Carl Lentz has spoken out for the first time after a difficult 20 month period since his sacking from Hillsong New York City.
As the FX docuseries The Secrets of Hillsong, is just over a week from launching, Lentz has spoken out for the first time in length after his name has been featured in the media for all the wrong reasons.
Taking to Instagram, Lentz, who was fired after admitting to an affair with a Muslim woman, talked at length about the period he has been through.
“For the last 3 years my entire focus has been fighting for my wife and my kids, my family has been my only priority,” he said. “In order to do that, seeking sobriety and healing had to run parallel with those goals. Honestly nothing else mattered. None of the noise, the lies, none of the half truths that were said about me and or us, mattered.

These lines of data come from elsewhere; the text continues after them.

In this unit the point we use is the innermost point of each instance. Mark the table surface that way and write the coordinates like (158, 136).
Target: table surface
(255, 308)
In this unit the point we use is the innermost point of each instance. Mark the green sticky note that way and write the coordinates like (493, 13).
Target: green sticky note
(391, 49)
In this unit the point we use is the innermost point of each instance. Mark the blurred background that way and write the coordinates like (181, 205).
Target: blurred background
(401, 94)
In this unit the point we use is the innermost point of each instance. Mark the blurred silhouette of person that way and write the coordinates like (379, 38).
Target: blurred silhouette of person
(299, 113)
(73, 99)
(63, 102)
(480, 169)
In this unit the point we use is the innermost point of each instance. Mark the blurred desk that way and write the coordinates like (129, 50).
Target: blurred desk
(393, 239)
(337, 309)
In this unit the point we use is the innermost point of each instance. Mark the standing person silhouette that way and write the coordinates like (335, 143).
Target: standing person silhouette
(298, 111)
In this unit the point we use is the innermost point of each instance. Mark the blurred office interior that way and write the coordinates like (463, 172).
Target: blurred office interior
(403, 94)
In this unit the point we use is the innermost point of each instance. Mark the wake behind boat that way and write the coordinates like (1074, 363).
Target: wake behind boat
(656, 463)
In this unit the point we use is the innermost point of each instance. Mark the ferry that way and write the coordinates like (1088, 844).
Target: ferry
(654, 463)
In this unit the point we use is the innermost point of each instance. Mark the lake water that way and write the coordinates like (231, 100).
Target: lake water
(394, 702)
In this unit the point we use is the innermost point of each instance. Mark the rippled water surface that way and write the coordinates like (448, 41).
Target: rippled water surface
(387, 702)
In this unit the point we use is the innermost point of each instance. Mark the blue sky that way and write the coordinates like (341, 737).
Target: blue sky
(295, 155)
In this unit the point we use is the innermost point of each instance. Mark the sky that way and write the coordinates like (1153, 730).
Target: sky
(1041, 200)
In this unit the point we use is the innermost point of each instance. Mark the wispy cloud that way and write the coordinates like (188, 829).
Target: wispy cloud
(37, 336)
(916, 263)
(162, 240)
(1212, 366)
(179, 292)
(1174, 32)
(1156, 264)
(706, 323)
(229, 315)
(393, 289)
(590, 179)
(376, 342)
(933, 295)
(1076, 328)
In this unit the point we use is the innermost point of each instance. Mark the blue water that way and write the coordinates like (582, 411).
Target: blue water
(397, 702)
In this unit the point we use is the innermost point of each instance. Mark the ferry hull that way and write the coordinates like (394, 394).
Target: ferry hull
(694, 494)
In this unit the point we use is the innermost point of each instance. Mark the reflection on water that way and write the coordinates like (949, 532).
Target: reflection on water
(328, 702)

“All I wanted was to prove to my wife and kids that I could show up for them like I had never done before. Although we have a long way to go, with a lot of work, a lot of honesty and a lot of prayer, we have found ourselves in a beautiful, happy and deliberately honest place.
“So much so that we not only celebrated our 20th wedding anniversary on May 5th but we got to do that in the purest way. Unfortunately that came through a lot of humiliation, embarrassment and heartache.”
Lentz said that part of the healing from that heartache led he and his wife, Laura Lentz, to the decision to be part of a documentary that “we do not control, that we don’t have any say in and that we haven’t even seen yet.”
“We’ll see it when the world does. We were not interested in blame shifting or responsibility deflection, we focus on my mistakes and the context for what transpired,” Lentz maintains. “I can honestly tell you that when you get to a place of honesty and freedom in your life, when you’ve gone through hell and you realize God is still with you. It is so freeing.
“It’s the freedom I wish for all of the many people that I know that are called by God and wrestle with secrets and the feeling of not being worth. Trust me it led to some dark places.”
Part of this has been the news that he has joined the staff of Tulsa’s Transformation Church, but not in a pastoral capacity.
“Even though I’m at an amazing church that loves and supports us, I’m no longer in ministry,” he said. “Im (sic) not preaching, not overseeing people, my role is to help give perspective and insight where I can. I can also say that’s what gives me joy and hope is knowing that what I have been through, what I have made it past can help so many others.
“I’m not the first man to be in this situation and I won’t be the last, but I can promise you I’ll be the guy standing with his arms open wide for anyone who’s been on this path of addiction and destruction. I can say I understand it and my relationship with Jesus in a way that I couldn’t from the pulpit.
“Repentance and life change is proven over time with consistent choices and that’s a road I look forward to.
“It truly makes me wonder if this is what all of this pain was all about. From the lows of where I’ve been, to the grace and forgiveness that God has granted me, I have something to share and so does Laura and my kids.”